I do not remember what I said—some noncommittal response—for I had only a rudimentary idea what she meant. Human young were noisy and undisciplined, messy and full of mischief. If there was a place raising them to be more sober and industrious, I could only consider that a good thing.

But in that moment, the damage was done. She decided to save me from myself. Despite my lack of hospitality, she stayed until I finished all my work for the day. She stayed until I locked up the store, and I did not know what to do with her. My room upstairs was small and sparse, and I had nothing to offer.

We stood gazing at each other across a counter strewn with electronic components and bits of wire. I raked them into a box, and said uneasily, “I do not know what you want.”

She laughed then. “I know you don’t. Come on.”

I looked at her outstretched hand for a moment. Then I did something for which I have no explanation. I took it.

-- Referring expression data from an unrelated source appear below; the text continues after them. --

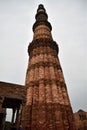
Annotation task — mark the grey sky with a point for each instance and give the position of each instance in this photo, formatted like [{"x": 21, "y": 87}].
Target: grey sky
[{"x": 69, "y": 23}]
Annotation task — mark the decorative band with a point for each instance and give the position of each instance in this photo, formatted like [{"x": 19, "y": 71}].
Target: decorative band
[
  {"x": 44, "y": 64},
  {"x": 42, "y": 43},
  {"x": 45, "y": 82}
]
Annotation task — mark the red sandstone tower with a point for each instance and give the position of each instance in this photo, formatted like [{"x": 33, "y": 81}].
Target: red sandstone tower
[{"x": 47, "y": 103}]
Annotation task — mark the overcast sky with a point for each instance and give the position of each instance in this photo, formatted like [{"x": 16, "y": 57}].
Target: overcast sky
[{"x": 69, "y": 25}]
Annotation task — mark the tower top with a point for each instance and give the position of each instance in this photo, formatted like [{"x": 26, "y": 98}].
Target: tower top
[{"x": 41, "y": 18}]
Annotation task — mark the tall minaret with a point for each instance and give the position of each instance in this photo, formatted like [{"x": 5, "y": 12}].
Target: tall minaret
[{"x": 47, "y": 103}]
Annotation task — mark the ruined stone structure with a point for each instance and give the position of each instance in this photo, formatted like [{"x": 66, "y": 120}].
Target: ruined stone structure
[
  {"x": 80, "y": 120},
  {"x": 11, "y": 96},
  {"x": 47, "y": 103}
]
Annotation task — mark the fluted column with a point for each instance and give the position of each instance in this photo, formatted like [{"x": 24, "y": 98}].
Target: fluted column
[{"x": 47, "y": 102}]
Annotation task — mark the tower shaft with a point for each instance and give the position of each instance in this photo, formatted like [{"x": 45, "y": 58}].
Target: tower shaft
[{"x": 47, "y": 103}]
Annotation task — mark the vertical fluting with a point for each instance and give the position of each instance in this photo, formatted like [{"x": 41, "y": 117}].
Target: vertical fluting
[{"x": 47, "y": 103}]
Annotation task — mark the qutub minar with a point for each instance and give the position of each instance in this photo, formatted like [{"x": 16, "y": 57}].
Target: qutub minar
[{"x": 47, "y": 102}]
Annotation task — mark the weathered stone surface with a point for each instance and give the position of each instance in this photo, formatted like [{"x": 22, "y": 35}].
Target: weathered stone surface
[{"x": 47, "y": 106}]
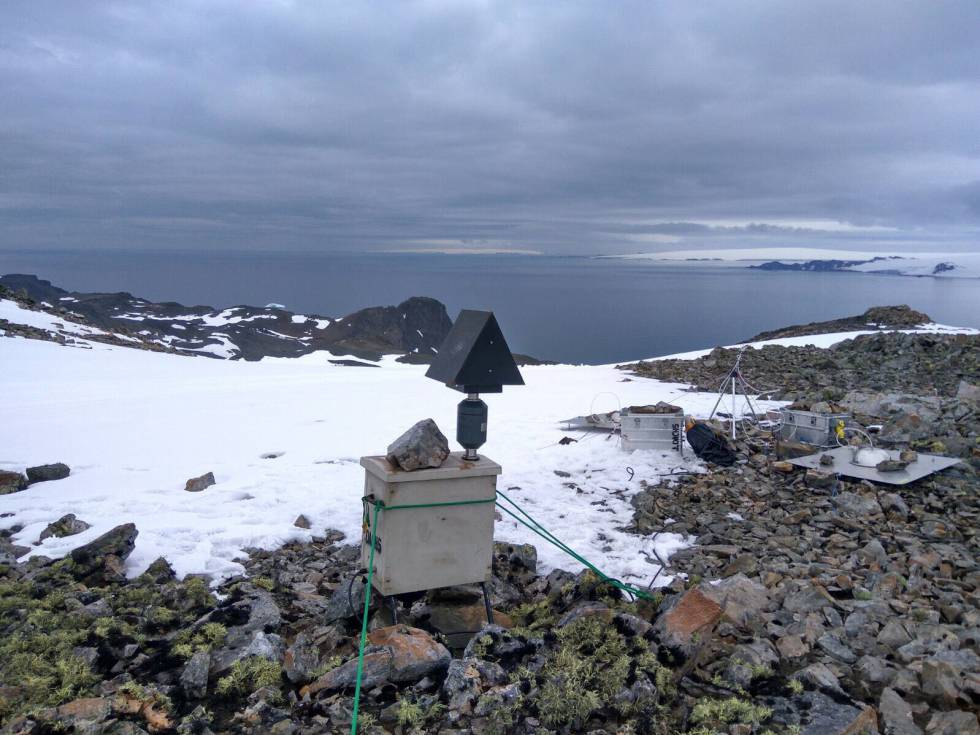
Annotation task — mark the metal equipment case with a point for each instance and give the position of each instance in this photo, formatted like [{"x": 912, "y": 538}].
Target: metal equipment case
[
  {"x": 425, "y": 548},
  {"x": 809, "y": 427},
  {"x": 644, "y": 430}
]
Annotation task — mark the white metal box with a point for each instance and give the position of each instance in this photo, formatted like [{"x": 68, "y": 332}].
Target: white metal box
[
  {"x": 809, "y": 427},
  {"x": 425, "y": 548},
  {"x": 644, "y": 430}
]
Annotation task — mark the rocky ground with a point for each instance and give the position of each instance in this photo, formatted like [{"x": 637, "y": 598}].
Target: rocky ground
[
  {"x": 924, "y": 364},
  {"x": 811, "y": 605}
]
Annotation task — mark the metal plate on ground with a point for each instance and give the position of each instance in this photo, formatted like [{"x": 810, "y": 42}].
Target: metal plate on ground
[{"x": 924, "y": 465}]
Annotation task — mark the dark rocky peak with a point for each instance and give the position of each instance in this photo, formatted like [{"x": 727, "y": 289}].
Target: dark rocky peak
[{"x": 417, "y": 326}]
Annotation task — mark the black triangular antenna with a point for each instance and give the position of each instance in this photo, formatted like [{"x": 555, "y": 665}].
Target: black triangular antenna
[{"x": 475, "y": 357}]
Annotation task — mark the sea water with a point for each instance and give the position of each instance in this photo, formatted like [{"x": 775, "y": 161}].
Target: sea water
[{"x": 570, "y": 309}]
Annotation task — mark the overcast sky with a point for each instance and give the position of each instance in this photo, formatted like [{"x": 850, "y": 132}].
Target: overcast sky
[{"x": 555, "y": 126}]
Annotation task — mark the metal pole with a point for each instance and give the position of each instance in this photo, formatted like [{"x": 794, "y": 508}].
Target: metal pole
[
  {"x": 733, "y": 408},
  {"x": 486, "y": 603}
]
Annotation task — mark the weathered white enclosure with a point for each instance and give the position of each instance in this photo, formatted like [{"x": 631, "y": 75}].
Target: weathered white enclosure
[{"x": 425, "y": 548}]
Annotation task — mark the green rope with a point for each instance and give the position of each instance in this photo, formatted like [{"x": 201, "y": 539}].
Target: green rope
[
  {"x": 367, "y": 603},
  {"x": 547, "y": 535},
  {"x": 527, "y": 521}
]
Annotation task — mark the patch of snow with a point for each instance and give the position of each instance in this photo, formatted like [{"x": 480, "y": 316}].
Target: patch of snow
[
  {"x": 280, "y": 335},
  {"x": 132, "y": 444},
  {"x": 225, "y": 348},
  {"x": 14, "y": 313}
]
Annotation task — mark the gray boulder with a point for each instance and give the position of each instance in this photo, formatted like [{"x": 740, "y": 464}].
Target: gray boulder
[
  {"x": 197, "y": 484},
  {"x": 194, "y": 677},
  {"x": 896, "y": 715},
  {"x": 11, "y": 482},
  {"x": 67, "y": 525},
  {"x": 102, "y": 560},
  {"x": 45, "y": 472},
  {"x": 421, "y": 446},
  {"x": 956, "y": 722}
]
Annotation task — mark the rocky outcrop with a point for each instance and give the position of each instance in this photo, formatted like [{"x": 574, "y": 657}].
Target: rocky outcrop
[
  {"x": 921, "y": 364},
  {"x": 417, "y": 326},
  {"x": 877, "y": 317}
]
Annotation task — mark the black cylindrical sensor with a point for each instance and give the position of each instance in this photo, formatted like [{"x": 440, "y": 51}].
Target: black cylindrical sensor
[{"x": 471, "y": 425}]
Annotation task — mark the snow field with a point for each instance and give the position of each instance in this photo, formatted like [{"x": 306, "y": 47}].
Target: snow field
[{"x": 135, "y": 425}]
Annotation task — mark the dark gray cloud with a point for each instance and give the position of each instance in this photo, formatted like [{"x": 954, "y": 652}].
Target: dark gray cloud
[{"x": 564, "y": 127}]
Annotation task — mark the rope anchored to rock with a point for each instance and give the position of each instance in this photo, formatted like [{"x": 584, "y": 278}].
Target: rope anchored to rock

Adele led me out of the shop, waited while I set the security code, then dragged me toward the marketplace. Despite the late hour, the sky held the same fire. Nothing changed, nothing except the faces. At that hour, a man juggled flaming rods in the center of the plaza. Musicians had come out to beg their livelihood with melodies haunting-sweet. I saw a man bend and dip his credit spike into the small wireless terminal set out for that purpose.

“Where are we going?” I asked.

“To eat. And talk. You’re alone too much,” she told me. “Smitty was right.”